Les autres sont pourprées
Comme un troupeau marchant
Sous les splendeurs ombrées
D'un beau soleil couchant.
Dans les vases, les pintes,
En un ordre savant,
Groupant les gerbes peintes
De leur vase vivant,
Elles sont un ciboire
Au décor recherché;
Ma tristesse y vient boire
Un rêve panaché.
Et son Eucharistie
Ne prend point d'air fâché
Ni ne m'excommunie,
Même quand j'ai péché.
//
Les Tulipes, fleurs enflammées,
Tisons d'or, grenats écrasés,
Éclosent les âmes lamées
De leurs panaches embrasés.
Elles sont fauves, rutilantes,
Hors des porcelaines dardant
Les langues fraîches et sanglantes
De leur vivant buisson ardent.
Et l’eau pure où je tiens captive
Leur gerbe de feux et de sang,
Plus follement encore active
Cet incendie éblouissant.
//
La Tulipe est une potiche
Chinoise; en ses flancs cramoisis,
De l'amour dont mon cœur est riche,
Je distille les pleurs choisis.
La Tulipe est une belle urne;
Lacrymatoire d'or penché
Où je recueille, taciturne.
Le sang de mon cœur épanché.
Et cette blanche et rouge averse
Que pleuvent mes rêves défunts
Dans ses flancs inodores verse
Le double jet de ses parfums.
//
Les iris irisés, les roses peu moroses
Ne me plaisent point tant que la Tulipe, fleur
Déserte, que nulle âme aromale n'arrose,
Pour que j'y puisse en paix épancher tout mon pleur.

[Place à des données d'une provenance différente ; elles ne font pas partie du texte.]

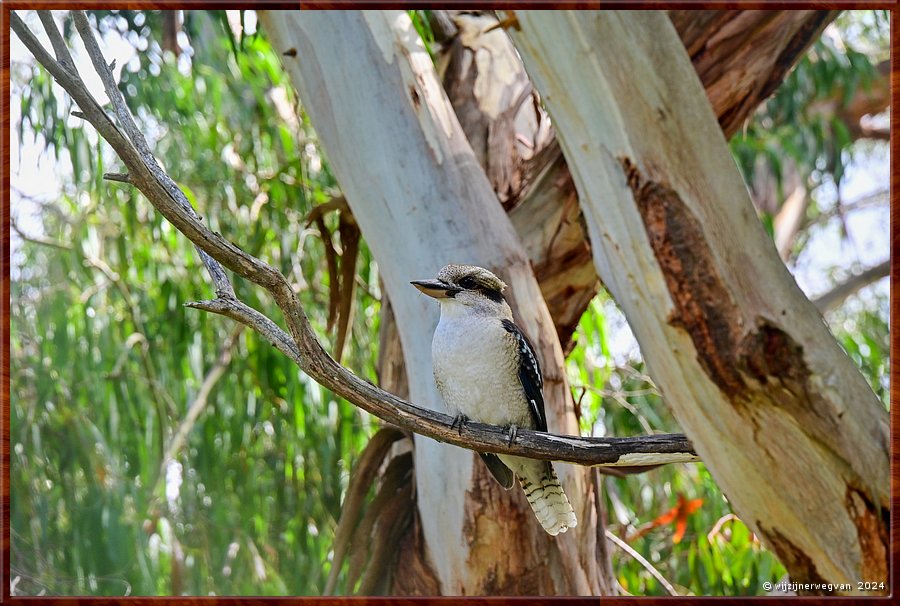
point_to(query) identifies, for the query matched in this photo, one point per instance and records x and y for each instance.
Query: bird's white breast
(476, 368)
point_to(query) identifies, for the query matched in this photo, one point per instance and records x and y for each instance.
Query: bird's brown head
(470, 279)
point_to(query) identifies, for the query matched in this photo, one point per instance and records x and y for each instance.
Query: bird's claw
(458, 423)
(513, 432)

A Flava la rêveuse, à la fauve Fulvie,
Ainsi j'ai préféré la Belle sans humour
En qui rien ne se mèle à mon âme ravie
Et qui n'est que le vase où pleure mon amour.
//
La Tulipe, en somme, est un vase;
Ses pétales sont des parois
Qui fleurissent avec emphase
Leurs ciboires dorés et droits.
Si la nature, en leurs flancs lisses,
Ne versa nul baume et nul vin,
C'est qu'elle garde leurs calices
Pour un office plus divin.
Car, dans l'inodore étamine
De leurs gobelets enflammés,
Je vous recueille, pur Flamine,
Pleurs de ceux qu'on n'a pas aimés!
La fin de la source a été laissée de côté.